Private equity investors investing in infrastructure need to manage their public image carefully.

Last year's many controversies surrounding the ethics of private equity have made all too clear what happens if the outside world decides, however unreasonably, that the industry's moral standards are wanting.

It deserves to be said: of the many investment opportunities open to private equity today (and there still are many, despite the credit crunch), infrastructure finance is probably the greatest.

Its scope is well documented. According to the OECD, the world's infrastructure-related funding requirement to 2030, including new builds and upgrades in transport, telecoms, water and power, is a cool $2 trillion per year. On top of that, there are schools to build and hospitals to fund, assets that are often classified as “social” infrastructure – and make up another enormous segment of this rapidly growing asset class.

Much of the demand for infrastructure capital resides in North America and Europe. An arguably even bigger requirement exits in the growth economies of Asia and the Middle East. Governments have made it clear that they do not have the means to shoulder the financial burden by themselves. The private sector is required to contribute, and many private equity firms are already investing significant amounts of money in relevant projects. According to data compiled by PEI Asia, Asia-focused infrastructure funds being marketed at the moment are looking for a combined $22 billion in capital commitments – more than the fundraising target for any other region.

There are of course obstacles facing infrastructure-focused private equity operators, in Asia and elsewhere. For example, it is not easy to adapt private equity fund structures, investment horizons and compensation models to suit the long-term nature of infrastructure finance. In addition, competition for assets is ripe, with a plethora of investors invariably lining up when projects start looking for funding. Banks, pension funds, public-private-partnerships, insurance companies, sovereign investors, real estate groups and hedge funds are all active, and often armed with a lower cost of capital than private equity.

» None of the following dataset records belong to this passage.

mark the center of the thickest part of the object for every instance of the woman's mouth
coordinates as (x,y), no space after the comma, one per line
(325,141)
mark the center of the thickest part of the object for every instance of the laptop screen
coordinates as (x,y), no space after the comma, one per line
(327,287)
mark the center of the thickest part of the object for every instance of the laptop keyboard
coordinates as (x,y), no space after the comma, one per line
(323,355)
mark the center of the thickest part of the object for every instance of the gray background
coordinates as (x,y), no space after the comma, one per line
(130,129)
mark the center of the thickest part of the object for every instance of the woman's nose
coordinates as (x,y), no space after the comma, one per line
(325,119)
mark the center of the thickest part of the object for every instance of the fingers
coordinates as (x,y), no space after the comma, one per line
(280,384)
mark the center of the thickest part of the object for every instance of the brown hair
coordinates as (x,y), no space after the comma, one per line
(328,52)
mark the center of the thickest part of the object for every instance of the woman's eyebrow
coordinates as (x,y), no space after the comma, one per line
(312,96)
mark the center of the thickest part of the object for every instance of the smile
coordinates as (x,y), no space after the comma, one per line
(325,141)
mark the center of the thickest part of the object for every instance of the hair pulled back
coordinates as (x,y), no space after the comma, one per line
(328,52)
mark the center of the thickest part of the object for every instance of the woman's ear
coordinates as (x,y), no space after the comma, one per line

But arguably the most serious challenge facing the industry in the infrastructure space is the political risk it is taking on by replacing the public sector as the traditional provider of funding. Care homes and nurseries, even toll roads and airports are highly emotive assets, and the general public usually finds it hard to accept that they should be owned privately and run for profit, let alone generate capital gain for shareholders.

Moreover, large-scale infrastructure projects in particular tend to have far-reaching social repercussions. The building of a dam in a rural area that requires families or even entire communities to relocate has a serious social cost attached to it. Investors involved in creating this cost need to be mindful of the public scrutiny they will encounter in the process, today and in years hence when the consequences of the project will be fully assessable.

Such are the social sensitivities attached to infrastructure finance that a cavalier approach to dealing with them will not do. Last year's many controversies surrounding the ethics of private equity have made all too clear what happens if the outside world decides, however unreasonably, that the industry's moral standards are wanting. As they spread their wings in the infrastructure asset class, private equity funds must do everything they can to prevent this part of its recent history from repeating itself. A well-defined code of conduct and a commitment to transparency will be crucial. Without them, an otherwise outstanding investment opportunity could be squandered.